Analyzing Customer reviews using text mining to predict their behaviour

Sowmya Vivek
Aug 22, 2018 · 18 min read

Analyzing customer reviews to predict if a customer will recommend the product


Text mining is the process of examining large collections of text and converting the unstructured text data into structured data for further analysis like visualization and model building. In this article, We will utilize the power of text mining to do an in-depth analysis of customer reviews on an e-commerce clothing site.
Customer reviews are a great source of “Voice of customer” and could offer tremendous insights into what customers like and dislike about a product or service. For the e-commerce business, customer reviews are very critical, since existing reviews heavily influence buying decision of new customers in the absence of the actual look and feel of the product to be purchased.

About the data set

The dataset that we will be using for this article is from Kaggle ( and is from a Women’s Clothing E-Commerce site revolving around the reviews written by customers.
This dataset includes 23486 rows and 10 feature variables. Each row corresponds to a customer review, and includes the variables:

  • Clothing ID: Integer Categorical variable that refers to the specific piece being reviewed.
  • Age: Positive Integer variable of the reviewers age.
  • Title: String variable for the title of the review.
  • Review Text: String variable for the review body.
  • Rating: Positive Ordinal Integer variable for the product score granted by the customer from 1 Worst, to 5 Best.
  • Recommended IND: Binary variable stating where the customer recommends the product where 1 is recommended, 0 is not recommended.
  • Positive Feedback Count: Positive Integer documenting the number of other customers who found this review positive.
  • Division Name: Categorical name of the product high level division.
  • Department Name: Categorical name of the product department name.
  • Class Name: Categorical name of the product class name.

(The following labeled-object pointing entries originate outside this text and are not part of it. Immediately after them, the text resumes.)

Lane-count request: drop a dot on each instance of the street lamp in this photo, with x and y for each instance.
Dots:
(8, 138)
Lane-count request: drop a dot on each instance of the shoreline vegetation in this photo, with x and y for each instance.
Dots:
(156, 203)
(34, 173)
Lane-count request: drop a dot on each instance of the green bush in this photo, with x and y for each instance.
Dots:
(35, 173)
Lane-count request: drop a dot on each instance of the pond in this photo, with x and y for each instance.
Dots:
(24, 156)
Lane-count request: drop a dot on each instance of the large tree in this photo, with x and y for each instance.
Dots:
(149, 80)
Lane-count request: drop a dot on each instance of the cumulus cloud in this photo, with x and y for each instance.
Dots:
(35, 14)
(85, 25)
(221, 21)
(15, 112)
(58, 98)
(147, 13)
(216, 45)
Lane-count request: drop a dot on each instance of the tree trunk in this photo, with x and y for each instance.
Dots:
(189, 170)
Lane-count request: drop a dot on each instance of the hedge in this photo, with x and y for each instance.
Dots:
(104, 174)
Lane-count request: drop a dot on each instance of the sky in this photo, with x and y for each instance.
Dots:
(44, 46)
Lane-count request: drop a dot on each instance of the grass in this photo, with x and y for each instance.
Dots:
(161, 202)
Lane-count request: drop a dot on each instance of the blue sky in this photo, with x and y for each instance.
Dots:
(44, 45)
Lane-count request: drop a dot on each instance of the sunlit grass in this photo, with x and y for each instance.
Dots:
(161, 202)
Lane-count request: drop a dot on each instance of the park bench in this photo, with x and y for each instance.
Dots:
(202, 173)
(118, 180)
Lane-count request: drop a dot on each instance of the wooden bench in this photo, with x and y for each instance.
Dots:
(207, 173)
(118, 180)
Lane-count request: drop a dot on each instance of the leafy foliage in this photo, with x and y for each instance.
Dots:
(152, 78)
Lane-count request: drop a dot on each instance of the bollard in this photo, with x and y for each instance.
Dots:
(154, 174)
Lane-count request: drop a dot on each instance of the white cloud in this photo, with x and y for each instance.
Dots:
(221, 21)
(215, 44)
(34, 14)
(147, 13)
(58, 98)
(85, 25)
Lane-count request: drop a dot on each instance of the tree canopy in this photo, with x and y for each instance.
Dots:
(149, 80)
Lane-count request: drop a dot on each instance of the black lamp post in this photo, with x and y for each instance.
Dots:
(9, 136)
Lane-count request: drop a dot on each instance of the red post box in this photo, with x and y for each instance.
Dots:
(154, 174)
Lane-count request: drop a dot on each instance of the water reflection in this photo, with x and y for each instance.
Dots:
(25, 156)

Based on the variables, there are several supervised and unsupervised techniques that can could be performed on the above dataset to throw several insights on customer preferences. However, we would limit the scope of this blog only to using text mining extensively to analyze the customer reviews.

We will be using the following techniques to understand various aspects of text mining:

  • Exploratory analysis of text data (Review Text) individually and based on how it impacts the customer decision to recommend the product (Recommended IND)
  • Classification models that are built based on the review text as the independent variable to predict whether a customer recommends a product

Since the objective of the blog is more to understand text mining, the focus will be to understand differences between customers who recommend a product and those who don’t rather than predicting the customer action based on the review. In other words, we will be focusing more on variable importance and coefficient scores of the models than model performance measures.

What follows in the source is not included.